US 4511310 A
An arrangement for isolating engine noises and vibrations or the like from the blades of a ceiling fan include a blade-mounting ring, to which the blade irons are directly attached, and a plurality of elastomeric grommets or bushings carried on the ring. Partially threaded studs extend through the grommets and into the rotor cage to suspend the blade-mounting ring slightly below the rotor cage by the transfer of weight of the blades through the rubber grommets. The blade-iron feet enclose the grommets and prevent the inadvertent withdrawal of the stud members therefrom.
1. A ceiling fan having an electric drive motor including a rotor cage, and in which a plurality of paddle-like fan blades are mounted on blade irons for driving by the rotor cage, the improvement comprising:
a plurality of rigid suspension and drive elements depending from said rotor cage,
an annular blade-mount member,
means on said blade-mount member for mounting said blade irons in arcuately spaced relation to each other,
a plurality of elastomeric grommets each having an axial opening therethrough,
means mounting said annular blade-mount member to said grommets, and
means mounting said grommets to said suspension and drive elements for supporting said blade mount member in spaced relation to said cage, said suspension and drive elements further comprising partially threaded headed studs, one for each said grommet, said studgs received through said grommet openings with the heads thereon on one side of the associated said grommet and supporting said annular blade-mount member and said grommets in depending spaced relation to the rotor cage.
2. An arrangement for isolating motor vibration from transmission through the blade irons and to the blades of a ceiling fan, in which said ceiling fan is provided with an annular rotor cage for driving said blades, comprising:
a blade-mount ring having a diameter, substantially approximately the same as that of said cage,
means in said blade-mount ring for attaching blade irons thereto in arcuately spaced relation,
means on said blade-mount ring defining a plurality of radially inwardly directed generally U-shaped openings,
elastomeric grommets each having means therein defining an outer groove adapted to be received on said ring at each of said openings for supporting said ring on said grommets,
means in said grommets defining an axial opening therethrough, and
threaded headed stud members extending through said grommet openings and into said rotor cage for drivably supporting said blade-mount ring from said cage exclusively on said grommets, with said ring being spaced axially from said cage in depending and suspended relation on said stud members.
3. The arrangement of claim 2 in which there is one of said U-shaped openings formed in said blade-mount ring for each of said blade irons, and in which said U-shaped openings and the associated said grommet and stud members are positioned on said ring in underlying relation to an associated said blade iron.
4. In a ceiling fan an arrangement for isolating the fan blades from the effects of vibrations of the drive motor, comprising:
a rotor cage having means for supporting a plurality of blade irons thereon,
an annular blade-mounting ring having a diameter approximating the diameter of said cage,
means on said ring for receiving the inner ends of a plurality of blade irons in angularly spaced relation,
fan blades mounted on said blade irons,
ring mounting stud bolt members, extending into said cage for supporting said ring in depending spaced relation from the bottom of said cage, and
elastomeric grommets having an inner diameter mounting on said bolt members and having means at the outer diameter thereof supporting said ring in depending relation from said mounting bolts, with said grommets in spaced relation to said cage.
5. The ceiling fan arrangement of claim 4 in which said ring includes means defining a plurality of radially inwardly facing openings, and said grommets are provided with means in an outer surface defining inwardly opening grooves, said grommets being proportioned to be received on said ring at said openings with a portion of said ring extending into said grooves, said bolt members extending through the interior of said grommets whereby said grommets transfer the weight of said blade irons and blades to said bolt members accompanied by elastic deflection of said grommets.
This invention relates to ceiling fans and more particularly to the isolation of the blades of a ceiling fan from vibrations of the drive motor.
The relatively widespread use of ceiling fans as comfort conditioning and air flow devices has resulted in the use of ceiling fans where motor-induced noises can no longer be tolerated.

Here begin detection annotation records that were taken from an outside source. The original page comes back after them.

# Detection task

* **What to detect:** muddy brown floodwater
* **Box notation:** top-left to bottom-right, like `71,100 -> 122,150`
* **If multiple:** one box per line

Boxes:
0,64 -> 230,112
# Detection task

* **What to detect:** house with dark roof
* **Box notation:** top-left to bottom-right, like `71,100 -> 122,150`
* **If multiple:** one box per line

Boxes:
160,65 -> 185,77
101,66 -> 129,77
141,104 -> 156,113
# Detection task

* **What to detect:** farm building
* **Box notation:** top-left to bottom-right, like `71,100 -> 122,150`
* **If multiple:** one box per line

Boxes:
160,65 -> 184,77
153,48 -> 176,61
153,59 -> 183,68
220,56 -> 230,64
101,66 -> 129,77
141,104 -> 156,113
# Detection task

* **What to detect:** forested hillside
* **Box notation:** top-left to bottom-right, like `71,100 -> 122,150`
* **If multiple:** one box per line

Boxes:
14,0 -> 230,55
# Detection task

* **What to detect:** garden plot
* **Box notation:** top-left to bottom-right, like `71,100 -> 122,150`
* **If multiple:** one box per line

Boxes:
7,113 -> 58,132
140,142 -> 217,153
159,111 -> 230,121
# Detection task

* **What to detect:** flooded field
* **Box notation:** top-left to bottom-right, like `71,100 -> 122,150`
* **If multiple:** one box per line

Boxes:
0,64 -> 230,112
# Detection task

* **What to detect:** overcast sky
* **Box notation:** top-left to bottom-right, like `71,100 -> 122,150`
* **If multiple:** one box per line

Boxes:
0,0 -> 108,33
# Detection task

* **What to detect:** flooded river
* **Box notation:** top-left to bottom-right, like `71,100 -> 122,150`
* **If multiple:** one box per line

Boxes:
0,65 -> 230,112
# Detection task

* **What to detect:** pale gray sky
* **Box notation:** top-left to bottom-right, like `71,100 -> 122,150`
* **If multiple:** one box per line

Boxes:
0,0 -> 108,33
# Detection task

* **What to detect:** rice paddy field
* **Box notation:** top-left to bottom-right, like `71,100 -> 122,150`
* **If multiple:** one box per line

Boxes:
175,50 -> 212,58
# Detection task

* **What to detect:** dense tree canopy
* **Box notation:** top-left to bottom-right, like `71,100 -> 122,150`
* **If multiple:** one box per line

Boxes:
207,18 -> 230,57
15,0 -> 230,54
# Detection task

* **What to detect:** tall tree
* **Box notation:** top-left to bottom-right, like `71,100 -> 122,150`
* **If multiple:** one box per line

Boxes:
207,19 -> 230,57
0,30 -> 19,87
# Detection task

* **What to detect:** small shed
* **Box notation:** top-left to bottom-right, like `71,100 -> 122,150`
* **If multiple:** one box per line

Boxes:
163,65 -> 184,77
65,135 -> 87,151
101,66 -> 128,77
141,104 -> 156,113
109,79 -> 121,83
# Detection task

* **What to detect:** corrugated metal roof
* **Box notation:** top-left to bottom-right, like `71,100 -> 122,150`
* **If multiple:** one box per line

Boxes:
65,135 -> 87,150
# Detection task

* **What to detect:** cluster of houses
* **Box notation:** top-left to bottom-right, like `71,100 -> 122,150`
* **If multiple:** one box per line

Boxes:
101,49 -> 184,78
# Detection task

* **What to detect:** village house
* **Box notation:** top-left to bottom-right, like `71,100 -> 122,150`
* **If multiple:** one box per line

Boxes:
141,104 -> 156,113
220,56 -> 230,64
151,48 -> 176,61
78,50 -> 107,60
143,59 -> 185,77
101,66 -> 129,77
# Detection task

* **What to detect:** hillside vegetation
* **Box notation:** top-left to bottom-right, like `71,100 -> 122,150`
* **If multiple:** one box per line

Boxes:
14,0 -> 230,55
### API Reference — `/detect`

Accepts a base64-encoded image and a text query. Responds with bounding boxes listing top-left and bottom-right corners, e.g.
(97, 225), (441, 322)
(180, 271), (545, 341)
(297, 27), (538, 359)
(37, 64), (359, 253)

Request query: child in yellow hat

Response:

Paddle blade type ceiling fans are particularly susceptible to the transmission of motor-induced noises since by reason of their large area and length, the blades tend to act as resonating or sound transmitting devices, and thus tend to impart into the air, as noise, vibrations or the like which the blades receive from the drive motor.
The drive motors themselves, while relatively quiet by themselves, nevertheless when used to drive ceiling fan blades can impart objectionable noises to the surrounding atmosphere through the blades. Thus, a noisy stator caused for example by slightly loose stator laminations, which would produce an otherwise relatively unobjectionable and unnoticeable stator hum, may at times be transmitted through the motor structure through the blade-mounting cage or rotor to the blades themselves and produce an objectionably loud noise. Similarly, rotor vibrations or noises and bearing noises may be amplified by the blades and become objectionable.
The present invention is directed to an arrangement by which the paddle type blades of a ceiling fan are elastomerically isolated from vibrations and noises induced by the electric fan motor. To this end, the drive rotor or cage of the ceiling fan is coupled to the blade irons through an elastomeric and vibration isolating coupling arrangement. The coupling arrangement preferably takes the form of a blade-mounting ring, separate from the motor cage, which is driven by the motor cage through elastomeric couplings while being supported out of direct contact with the rotor. In the preferred embodiment, drive members in the form of partially threaded stud bolts are received in at least some of the former blade-iron mounting openings, which members support an annular blade-mounting member or ring through intermediate elastomeric bushings. The interposition of the elastomeric bushings between the blade-mounting ring and the motor drive cage effectively isolates the blades and prevents the unwanted transmission of vibration to the blade elements.
The isolation apparatus of the present invention has the advantage of readily being adapted to existing ceiling fans, for use where a noise problem might have become evident after the fan has become installed. Further, the apparatus is simple for an owner/user to install and yet is effective in supporting and driving the blades of the fan, while providing substantial isolation from motor-induced vibrations.
A blade-mounting ring is employed with threaded openings for receiving the retaining retainer screws of the conventional blade irons. The ring also captures and receives a plurality of elastomeric grommets, with the grommets preferably being positioned in underlying relation to the blade irons so that they are generally out of sight when the same is assembled. The ring itself is secured to the motor drive cage by threaded depending studs, or drive members, in the form of partially threaded fasteners which extend through the grommets and into at least some of the previously provided blade-iron mounting openings in the rotor cage, such that the ring is now suspended exclusively on the grommets, and the grommets are in turn suspended exclusively on the heads of the drive members. The arrangement for isolation is thus compact in that the blades are lowered only slightly from their original plane of rotation. In other words, while rigidly securing each of the blades to a common driving element, in the form of a ring, the ring itself is suspended on elastomeric grommets or bushings in closely spaced but non-contacting relation to the rotor cage.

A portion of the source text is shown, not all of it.